Terceira: Vocês têm a habilidade de corrigir qualquer mal-entendido que porventura ocasionem.

Quarta: Sua parte mais importante sempre estará do lado de dentro.

Quinta: Não importa a condição, vocês devem continuar a escrever. Além disso, vocês devem sempre deixar uma marca clara e legível, não importa o quão difícil seja a situação."

Todos os lápis entenderam, prometendo lembrar-se sempre; entraram em sua respectiva caixa compreendendo completamente o propósito de seu fabricante.

Autor desconhecido

[Foi assim...]

HORA DE SER AFIADO, APONTADO!

Leila iniciou contando sua própria história, sua formação como bailarina, que logo a fez conhecer o teatro, migrar para esta área e aos poucos conhecer a cultura africana, a Antroposofia e a Pedagogia Waldorf. Algumas pessoas já comentaram sobre este tipo de pedagogia e após assistir a alguns vídeos no Youtube, me interesse aumentou mais ainda. 
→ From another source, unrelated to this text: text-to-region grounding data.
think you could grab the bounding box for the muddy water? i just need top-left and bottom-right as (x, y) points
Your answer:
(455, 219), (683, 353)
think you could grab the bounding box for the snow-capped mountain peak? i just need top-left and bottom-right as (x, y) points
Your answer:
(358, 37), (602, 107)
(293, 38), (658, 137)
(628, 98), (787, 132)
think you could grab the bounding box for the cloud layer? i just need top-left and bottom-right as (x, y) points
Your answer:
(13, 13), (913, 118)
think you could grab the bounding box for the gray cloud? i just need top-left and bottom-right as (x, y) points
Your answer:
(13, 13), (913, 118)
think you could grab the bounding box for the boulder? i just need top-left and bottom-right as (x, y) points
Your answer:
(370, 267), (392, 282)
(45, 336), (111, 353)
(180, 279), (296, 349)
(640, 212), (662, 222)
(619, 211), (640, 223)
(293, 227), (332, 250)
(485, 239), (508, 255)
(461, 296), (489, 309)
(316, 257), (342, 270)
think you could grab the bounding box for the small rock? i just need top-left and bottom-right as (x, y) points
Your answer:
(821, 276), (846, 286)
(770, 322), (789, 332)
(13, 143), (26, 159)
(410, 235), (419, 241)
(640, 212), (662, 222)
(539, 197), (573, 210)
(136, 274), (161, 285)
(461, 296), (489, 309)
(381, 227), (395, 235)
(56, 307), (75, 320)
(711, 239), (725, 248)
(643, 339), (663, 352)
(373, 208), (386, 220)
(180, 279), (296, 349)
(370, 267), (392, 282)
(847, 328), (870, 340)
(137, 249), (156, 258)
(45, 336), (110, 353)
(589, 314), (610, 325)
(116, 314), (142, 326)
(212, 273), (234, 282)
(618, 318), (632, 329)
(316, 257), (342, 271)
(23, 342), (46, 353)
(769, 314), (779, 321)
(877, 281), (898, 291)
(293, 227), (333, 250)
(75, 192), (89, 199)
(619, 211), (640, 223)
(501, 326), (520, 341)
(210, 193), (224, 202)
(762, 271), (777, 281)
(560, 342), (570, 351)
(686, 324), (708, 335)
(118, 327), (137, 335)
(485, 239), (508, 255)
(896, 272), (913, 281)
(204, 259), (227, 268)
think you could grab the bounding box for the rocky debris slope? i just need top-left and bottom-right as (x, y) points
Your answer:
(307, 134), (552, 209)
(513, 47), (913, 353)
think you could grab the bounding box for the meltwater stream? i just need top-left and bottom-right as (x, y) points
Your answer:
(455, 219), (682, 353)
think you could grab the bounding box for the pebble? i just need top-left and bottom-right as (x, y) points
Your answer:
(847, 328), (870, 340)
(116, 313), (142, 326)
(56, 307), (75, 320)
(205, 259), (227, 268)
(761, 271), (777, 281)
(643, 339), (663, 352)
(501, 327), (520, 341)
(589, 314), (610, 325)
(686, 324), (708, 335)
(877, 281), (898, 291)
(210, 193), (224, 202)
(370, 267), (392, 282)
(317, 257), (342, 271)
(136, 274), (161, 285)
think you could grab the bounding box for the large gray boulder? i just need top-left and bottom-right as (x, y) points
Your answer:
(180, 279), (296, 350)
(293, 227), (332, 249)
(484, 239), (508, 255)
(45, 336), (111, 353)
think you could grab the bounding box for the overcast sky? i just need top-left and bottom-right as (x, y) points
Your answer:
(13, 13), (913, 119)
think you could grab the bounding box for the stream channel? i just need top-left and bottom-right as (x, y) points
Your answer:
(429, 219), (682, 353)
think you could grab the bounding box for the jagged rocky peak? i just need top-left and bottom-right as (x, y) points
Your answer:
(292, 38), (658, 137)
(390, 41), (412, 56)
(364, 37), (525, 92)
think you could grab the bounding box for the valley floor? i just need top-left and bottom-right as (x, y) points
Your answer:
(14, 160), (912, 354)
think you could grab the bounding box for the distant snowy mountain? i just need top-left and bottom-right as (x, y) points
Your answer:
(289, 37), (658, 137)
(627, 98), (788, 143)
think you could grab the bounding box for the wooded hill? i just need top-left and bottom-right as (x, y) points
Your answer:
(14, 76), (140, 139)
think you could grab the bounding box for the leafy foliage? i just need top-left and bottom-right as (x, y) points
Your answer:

E sai uma pérola, aquelas frases, que me fazem abaixar a cabeça com pressa em direção ao caderno para anotar e não esquecer mais. "Professor é uma coisa, Mestre é outra." De fato é. É este o caminho do qual estou em busca. Acho que sempre estive, mas hoje tenho certeza em cada átomo de meu corpo. 

"A palavra não está na boca. Ela é o ser humano". A partir desta afirmação, fomos conduzimos a (re)descobrir o corpo que somos, do qual muitas vezes só nos lembramos porque dói, ou porque estamos cansados, fomos instigados e provocados a descobrir o corpo da palavra, a palavra do corpo ou corpalavra, reflexões minhas. 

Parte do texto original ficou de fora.